Helping Your Toddler to Sleep

Every parent will agree that just when things are ticking along nicely in life and everyone is getting enough sleep, a sick baby or child will throw everything out again. We had my parents come to stay last week and of course that coincided perfectly with Walter and I coming down with something – this happens every time we have my parents come to stay or stay with them! We suspect Walter has inherited my asthma, so every time he gets sick he almost immediately develops a nasty wet cough and wakes himself up all night coughing.

Last week we had a whole new thing – he was waking up SCREAMING like he was being murdered, inconsolable for hours. We tried bottles, we tried singing, we tried rocking and eventually ignoring him. Nothing worked. Eventually a few puffs of ventolin and some paracetamol at least broke him out of his screaming cycle and he’d drift back to sleep. Only to repeat the whole thing the following night. This made for a very tired little boy during the day and two very tired parents. It’s amazing how quickly you forget how much a lack of sleep effects every aspect of life – Justus and I were snapping at each other and the kids, forgetting things and drinking way too much coffee.

The Invalid
The Invalid

Anyway, we got through it – at least, Walter got better. But after a week of being rocked, held and coddled to sleep, he had our number. You want me to read stories and go to bed? Ha! Sorry Mum. I think I’ll stand at the end of my cot and scream until you come cuddle me.

Now that Walter’s been a pretty good sleeper for six months or so, I realised I’d completely forgotten what techniques I used to get him to sleep. I had to really think about what to do…he’s crying, and there’s nothing wrong with him…where to from here? But the last few nights have been okay – I seem to have cracked him without too many tears from either of us, and thought I’d share why.

  • Make sure they have a sleep routine and are following every step – Both my kids love a good routine, but when life is travelling along normally it’s no big deal if we skip it for a night or two here and there. Going out for a late dinner, missing a bath, forgetting to brush teeth – all fine every now and then. But when they’ve gotten into the habit of sleeping badly again, I find it’s really important to stick to a strict routine. Ours is dinner at 5.30pm, bath at 6, stories at 6.30 then brushing teeth, saying goodnight to big sister and toys (I know, I know, it’s sadly elaborate) and then songs before turning out the light.
  • Communicate firmly – I have to remember that Walter is 18 months old now and understands everything I say. It’s easy to forget this because he’s still my baby and doesn’t really talk. But he’s a cluey one! I find it’s effective to place him in his cot and lay a hand on his chest before saying “Goodnight” quite firmly and explaining that I’m leaving and it’s time to go to sleep.
  • Don’t run straight back in – I never leave my babies to cry if they’re upset but I also think it’s important not to run back in the moment they cry out. If he cries out, I’ll usually wait to see if he’s really crying or just “Mama….Mamaaaaaa…” type protesting. If it’s protesting, I’ll leave him until it either resolves (he often goes quiet after a few minutes) or escalates into a proper cry.
  • If you go back in, don’t leave – Once I go back into the room I’m there for good. I find going in and out only distresses him more and takes longer. When I go back in I lay Walter down in the cot and repeat that it’s time to sleep. I then pat him until he goes to sleep. I really try not to pick him up – whenever I do, I can guarantee he will call out again the next night. Sometimes it takes 10-15 minutes of patting to get him to sleep but it is so worth it!
  • Don’t undo all your hard work at nap time – I find if I then rock him to sleep or give him a bottle at nap time the following day, it renders the previous night’s drama useless. It’s important to stick to the same routines day and night.

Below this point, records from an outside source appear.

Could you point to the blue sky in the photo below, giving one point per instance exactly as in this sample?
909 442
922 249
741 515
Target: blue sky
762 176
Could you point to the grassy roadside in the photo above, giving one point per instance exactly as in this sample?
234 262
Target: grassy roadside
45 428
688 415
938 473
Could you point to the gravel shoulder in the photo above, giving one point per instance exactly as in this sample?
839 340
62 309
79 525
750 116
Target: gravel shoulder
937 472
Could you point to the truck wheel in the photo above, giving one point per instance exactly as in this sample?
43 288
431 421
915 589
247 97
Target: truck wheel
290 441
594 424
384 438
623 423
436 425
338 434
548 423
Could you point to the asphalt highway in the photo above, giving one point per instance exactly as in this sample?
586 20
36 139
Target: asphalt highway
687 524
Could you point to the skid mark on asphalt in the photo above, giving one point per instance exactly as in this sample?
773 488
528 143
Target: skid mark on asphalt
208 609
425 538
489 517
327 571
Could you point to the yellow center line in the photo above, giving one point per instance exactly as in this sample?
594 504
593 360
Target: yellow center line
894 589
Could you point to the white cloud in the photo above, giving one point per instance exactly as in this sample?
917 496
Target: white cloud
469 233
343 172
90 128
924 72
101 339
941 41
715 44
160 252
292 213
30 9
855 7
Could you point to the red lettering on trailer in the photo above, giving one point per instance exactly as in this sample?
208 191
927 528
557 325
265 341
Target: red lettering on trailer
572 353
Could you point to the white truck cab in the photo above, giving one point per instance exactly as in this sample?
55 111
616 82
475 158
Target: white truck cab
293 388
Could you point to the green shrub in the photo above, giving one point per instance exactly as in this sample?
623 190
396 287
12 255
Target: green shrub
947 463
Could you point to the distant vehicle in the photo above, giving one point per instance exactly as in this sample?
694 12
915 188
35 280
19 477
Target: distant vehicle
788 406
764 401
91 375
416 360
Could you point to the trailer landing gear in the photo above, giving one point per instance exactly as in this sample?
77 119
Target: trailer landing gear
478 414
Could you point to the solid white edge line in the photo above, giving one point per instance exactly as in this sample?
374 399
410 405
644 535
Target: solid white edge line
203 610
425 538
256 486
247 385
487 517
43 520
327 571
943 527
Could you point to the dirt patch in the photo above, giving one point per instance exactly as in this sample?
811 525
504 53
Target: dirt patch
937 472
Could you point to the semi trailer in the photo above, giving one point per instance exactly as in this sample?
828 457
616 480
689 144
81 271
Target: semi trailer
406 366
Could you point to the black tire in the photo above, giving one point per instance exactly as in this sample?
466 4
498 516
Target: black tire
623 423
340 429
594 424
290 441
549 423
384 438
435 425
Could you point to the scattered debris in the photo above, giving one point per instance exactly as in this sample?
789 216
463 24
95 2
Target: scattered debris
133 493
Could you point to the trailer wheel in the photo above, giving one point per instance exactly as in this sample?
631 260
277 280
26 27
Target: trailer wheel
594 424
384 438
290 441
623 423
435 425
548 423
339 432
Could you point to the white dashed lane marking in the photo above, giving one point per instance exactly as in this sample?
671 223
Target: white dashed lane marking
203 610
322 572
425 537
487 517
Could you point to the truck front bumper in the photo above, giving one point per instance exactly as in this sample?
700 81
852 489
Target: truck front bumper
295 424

When I write it down like that it sounds pretty simple, but of course it isn’t in practice – it’s hard to know what to do with an older baby who is smart and determined, and willing to stand at the end of his crib and scream for just about as long as it takes! I find being calm and firm the best approach – if you’re going through the same thing, I hope you and your toddler are back to uninterrupted nights in no time!